This set of contract strategies is centered around the six-character mantra: light position, control loss, follow the trend, add position, exit, and compound interest. Each word contains the key to long-term survival and profit, and I will clarify the logic and operations involved.
Start with a light position
The most common pitfall for beginners in contracts is to heavily bet on direction right from the start. However, contracts are never about gambling; they are about controlling risk through an extended timeline. My approach is very clear: the initial position should never exceed 1/10 of the total capital. Even if your market judgment is very accurate, you should only conduct a tentative position-building first. A light position allows you to have enough buffer space in case of a misjudgment, preventing significant losses from one mistake.
Loss control mechanism
Before opening each order, the stop-loss point must be set in advance, and the iron rule of 'a single order's maximum loss cannot exceed 5% of the total account balance' must be strictly followed. A stop-loss is a stop-loss; one must never add positions out of a sense of luck. The market's trend will not change because of your holding; only those who dare to stop-loss can survive long-term in the contract market and retain the capital to make a comeback.
Add positions in the direction of the trend
My position management logic is 'discounted addition,' not buying more as prices fall, but waiting for the market to validate the direction before gradually adding positions. When the market develops in the anticipated direction and the trend is confirmed, then enter the market in batches and gradually increase the position, which truly magnifies profits. Following the trend allows for profit-taking.
Position-adding principle: do not add positions against the trend, only add positions in the direction of the trend.
Anyone who understands this knows that the only purpose of adding positions is to serve the trend. Adding positions against the trend will only make you increasingly passive, continuously expanding your losses, ultimately leading to a dead end. I have specifically studied the position-building trajectories of large funds and found that true experts never attempt to catch the bottom; they only add positions in the direction of the trend during an upward movement, allowing profits to follow the trend.
Plan to exit
In the contract market, not extracting profits is equivalent to working for nothing. I require my students to extract 20%-30% of their profits every week. This approach not only locks in existing gains but also stabilizes their mindset, improving their operational state and avoiding blind risks due to floating profits.
Compound interest rolling
After extracting half of the profit, continue to invest the remaining half into the market for rolling operations.

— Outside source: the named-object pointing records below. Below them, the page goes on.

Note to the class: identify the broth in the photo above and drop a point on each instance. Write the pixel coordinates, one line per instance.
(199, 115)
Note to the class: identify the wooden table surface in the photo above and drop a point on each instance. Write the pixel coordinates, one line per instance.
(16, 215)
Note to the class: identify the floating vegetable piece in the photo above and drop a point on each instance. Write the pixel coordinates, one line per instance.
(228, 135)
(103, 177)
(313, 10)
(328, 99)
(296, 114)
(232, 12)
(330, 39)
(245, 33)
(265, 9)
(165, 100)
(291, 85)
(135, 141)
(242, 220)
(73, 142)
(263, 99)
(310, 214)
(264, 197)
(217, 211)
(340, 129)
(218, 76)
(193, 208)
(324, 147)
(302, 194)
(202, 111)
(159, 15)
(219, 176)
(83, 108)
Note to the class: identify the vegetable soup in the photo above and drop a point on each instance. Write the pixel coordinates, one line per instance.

After a round of market movement, profits stack upon profits, and the speed at which a small account can achieve a rollover will far exceed your imagination. This is not about blindly calling orders and hoping for luck but relying on stable strategies and the power of compound interest.
In fact, contracts are not difficult; the challenge is that many people still refuse to change their mindset after repeated liquidations. Instead of facing the pain of liquidation every day, it’s better to try this set of strategies based on risk control and trend following, which may help you find a new direction in the contract market.